Aug

2

 The question on Slabber lips after the smoke clears over daily events is, 'What happened to the body?'

In my case, an explanation is possible if you read about 'Prom Night 2019' where a man in a dress marched into my newlywed neighbor's camp, fired two shots, and the next morning there was one less neighbor, down to three. They could not call the cops having cursed and mooned them the previous night.

So, where is the body?

The following mourning the remaining neighbors built an extraordinary barricade across the entrance to my driveway. It was 30' wide, 4' high, and tiered with a layer of tires on rims across the bottom, a thick seam of their belongings including books, clothes and rubbish, and topped by a tucked-in tarp.

I let them build it out of fascination, as the camp bride broke for the Slab Trade Circle to sell the rest of their possessions for gas money, in anticipation…

A gray Ford Explorer drove up, and the silver Elder through the window told the remaining two, 'Get out!' and drove off. The pair tarried to put the finishing touches on the creation.

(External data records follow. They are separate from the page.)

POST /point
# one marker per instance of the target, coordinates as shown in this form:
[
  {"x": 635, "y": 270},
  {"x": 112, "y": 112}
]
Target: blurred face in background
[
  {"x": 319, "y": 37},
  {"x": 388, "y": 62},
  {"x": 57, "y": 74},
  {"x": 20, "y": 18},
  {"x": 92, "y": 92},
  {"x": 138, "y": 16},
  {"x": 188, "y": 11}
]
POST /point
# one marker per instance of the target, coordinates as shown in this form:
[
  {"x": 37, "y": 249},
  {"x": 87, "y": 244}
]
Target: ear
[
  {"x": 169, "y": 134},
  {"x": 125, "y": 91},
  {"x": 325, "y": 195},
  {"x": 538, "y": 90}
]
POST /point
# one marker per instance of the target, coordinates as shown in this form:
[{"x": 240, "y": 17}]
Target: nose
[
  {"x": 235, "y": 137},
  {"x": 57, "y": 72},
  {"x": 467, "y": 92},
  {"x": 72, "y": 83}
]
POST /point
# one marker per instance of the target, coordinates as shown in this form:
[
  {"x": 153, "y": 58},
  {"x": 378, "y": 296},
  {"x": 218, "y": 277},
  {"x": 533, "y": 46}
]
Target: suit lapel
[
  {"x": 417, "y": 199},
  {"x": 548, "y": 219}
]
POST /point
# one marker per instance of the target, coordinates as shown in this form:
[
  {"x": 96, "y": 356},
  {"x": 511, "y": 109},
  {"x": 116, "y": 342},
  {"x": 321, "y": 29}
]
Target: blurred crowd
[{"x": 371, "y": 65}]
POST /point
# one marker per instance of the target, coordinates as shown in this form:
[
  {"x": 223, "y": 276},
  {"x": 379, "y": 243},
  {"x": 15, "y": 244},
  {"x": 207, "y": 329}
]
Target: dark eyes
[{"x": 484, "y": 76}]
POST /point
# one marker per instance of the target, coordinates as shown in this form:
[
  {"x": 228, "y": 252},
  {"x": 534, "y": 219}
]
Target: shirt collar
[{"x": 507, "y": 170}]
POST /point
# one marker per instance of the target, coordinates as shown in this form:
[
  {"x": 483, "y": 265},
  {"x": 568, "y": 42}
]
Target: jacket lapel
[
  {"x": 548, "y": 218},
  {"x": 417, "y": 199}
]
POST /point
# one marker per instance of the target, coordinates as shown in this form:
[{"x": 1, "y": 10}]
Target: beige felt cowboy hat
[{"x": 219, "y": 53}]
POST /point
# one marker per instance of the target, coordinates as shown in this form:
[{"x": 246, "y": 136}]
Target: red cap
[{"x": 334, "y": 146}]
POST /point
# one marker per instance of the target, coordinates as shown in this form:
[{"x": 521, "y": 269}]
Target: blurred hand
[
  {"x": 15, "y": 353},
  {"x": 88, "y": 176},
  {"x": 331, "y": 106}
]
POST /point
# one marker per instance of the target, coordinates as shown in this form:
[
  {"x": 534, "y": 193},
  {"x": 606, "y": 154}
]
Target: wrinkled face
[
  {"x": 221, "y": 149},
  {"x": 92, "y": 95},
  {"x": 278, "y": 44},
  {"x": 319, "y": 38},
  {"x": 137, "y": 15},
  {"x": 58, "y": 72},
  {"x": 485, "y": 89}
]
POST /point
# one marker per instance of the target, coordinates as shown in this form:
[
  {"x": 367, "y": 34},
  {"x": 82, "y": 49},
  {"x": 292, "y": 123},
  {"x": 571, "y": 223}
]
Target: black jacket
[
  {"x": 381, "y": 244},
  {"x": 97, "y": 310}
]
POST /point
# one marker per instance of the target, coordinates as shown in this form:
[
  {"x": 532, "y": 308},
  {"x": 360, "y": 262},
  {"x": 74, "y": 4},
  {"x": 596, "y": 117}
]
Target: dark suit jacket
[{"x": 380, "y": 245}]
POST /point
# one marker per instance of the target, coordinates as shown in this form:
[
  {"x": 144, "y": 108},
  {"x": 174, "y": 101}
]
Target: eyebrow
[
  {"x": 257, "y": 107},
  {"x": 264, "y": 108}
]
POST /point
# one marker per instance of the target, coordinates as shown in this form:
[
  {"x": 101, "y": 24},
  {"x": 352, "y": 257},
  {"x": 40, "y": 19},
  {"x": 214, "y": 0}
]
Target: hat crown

I arrived an hour later in a Slab Cab that nosed to the blockade. The Kentucky driver rolled down the window to demand, 'This man hired Slab Cab to take him home, and by god, Clear the drive!' The two males lobbed glass bottles into the air above the van breaking and raining hundreds of shards on the roof that wafted in the windows and made the cab smell like whiskey. The neighbor groom dropped his pants, mooned the Kentuckian, who, drunk in the vapor, pulled a pellet gun the size of a .45. The guy saw it between his legs and scampered with his pants around his ankles behind a bush.

We force drove around the barrier to my container and called 911. 'Yes, I recognize your voice,' droned the dispatcher. After an update, she replied, 'The same three deputies who were mooned there last Prom night are on the way.'

We pulled out to the Library and were intercepted on a hypotenuse by the two jogging men, one with a video camera, and the mooner who stepped in front of the van, dropped his pants again, and hissed, 'F___ me, like in Kentucky.' On not getting what he wanted, he rose and smashed the heel of his hand on the passenger mirror breaking it, as the camera rolled.

We shrugged, stepped out, and I stalked the cameraman, as my driver raised a sawed-off shovel handle to the mooner's head. They back-pedaled to an Ironwood and stood their ground. I still couldn't grab the camera as the holder interviewed us with entrapment questions. Instead, I latched the driver's great bicep to prevent the downswing of his old barroom bouncer move of hitting him on the head and stabbing him with the club as he fell. I dragged him foot by foot back to the Slab Cab, explaining to the camera, 'He wants to collect SSI for the rest of his life and moon you in prison.'

We drove a minute to the Library to wait for the police. Suddenly, the Kentuckian sniffed the air, glanced over his shoulder and yelled, 'I declare. The sky over your camp is full of black smoke.'

I redialed 911 but before I could open my mouth the dispatcher burst, 'Yes, it's been called in. the firetrucks are right behind the sheriffs!'

I walked and arrived as the firemen watered the dying embers. The chief told me, 'This was a planned hot fire. The bottom tier of tires ensured a high temperature. Is there anything else you want to tell me?'

'Nope,' I replied, walking twenty yards to my ash and glass coated camp. I had just completed a fire science class: A normal fire reaches about 1300F; a human body reduces to ashes at 1700F; and tire rims raise the temperature to 2400F.

The next morning, I sifted the ashes for two bullet heads and can't report that I found them. The black scar remains across the drive that visitors call a funeral tyre and toss on change. The newlyweds fled to Arizona where they broadcast Youtube live handcuffed in the holding tank of a jail in a fundraiser for bail.

The rest of the story is up in smoke.